Palagiustizia di Bari, situazione drammatica per il Csm. Decaro chiama la Protezione Civile

“La situazione che si è determinata a Bari è drammatica e va affrontata con assoluta urgenza”. Lo ha detto il vicepresidente del Csm Giovanni Legnini che, lunedì 28 maggio sarà nel capoluogo pugliese per incontrare il Presidente della Corte di Appello e i capi degli uffici giudiziari per affrontare la gravissima situazione che si è creata a Bari a seguito dell’accertamento dell’inagibilità della palazzina sede della Procura della Repubblica. L’occasione – spiega una nota del Csm – sarà utile anche per favorire un ulteriore confronto, già in corso da alcuni giorni, con il sindaco di Bari, il ministero della Giustizia e l’Agenzia del Demanio, che si sono già attivati per individuare soluzioni urgenti e transitorie alla situazione di emergenza. Il Csm, pur non avendo competenze in materia di edilizia giudiziaria – conclude la nota – intende far valere tutto il proprio peso istituzionale per individuare e concretizzare soluzioni per superare questa emergenza”. Intanto, per rispondere nell’immediato all’esigenza di spostamento degli uffici giudiziari di via Nazariantz a Bari, il Ministro della Giustizia ha sottoscritto il decreto che consente l’utilizzazione dei locali della ex sezione distaccata di Modugno e la Direzione dei beni e servizi ha chiesto al Demanio la valutazione di congruità ed il nulla osta alla stipula del contratto di locazione per l’immobile dell’Inail di viale Brigata Regina.
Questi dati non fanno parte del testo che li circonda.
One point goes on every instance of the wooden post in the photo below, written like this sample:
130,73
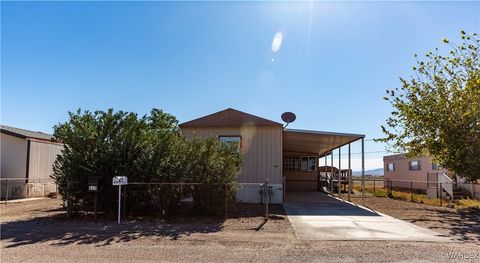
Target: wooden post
68,198
363,168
Il Ministero, che aveva già esperito un tentativo che non aveva dato esito positivo, ha avviato, pubblicandola sul sito, una nuova indagine di mercato per il reperimento in locazione di uno o più immobili per la sistemazione provvisoria degli uffici giudiziari baresi per i quali si è reso necessario predisporre l’immediato trasferimento. Ed anche il sindaco Decaro è corso ai ripari, riferendo personalmente al Capo Dipartimento della Protezione Civile nazionale, Angelo Borrelli, le sue preoccupazioni circa lo stato attuale dell’immobile di via Nazarianz, per il quale il Comune ha sospeso l’agibilità. Inoltre, il primo cittadino ha manifestato la necessità di individuare una sede alternativa, nel minor tempo possibile, capace di contenere tutte le funzioni fino ad ora ospitate nel Palazzo di via Nazarianz e nel frattempo stabilire i tempi e i modi  dello sgombero che prevede operazioni estremamente delicate e complesse.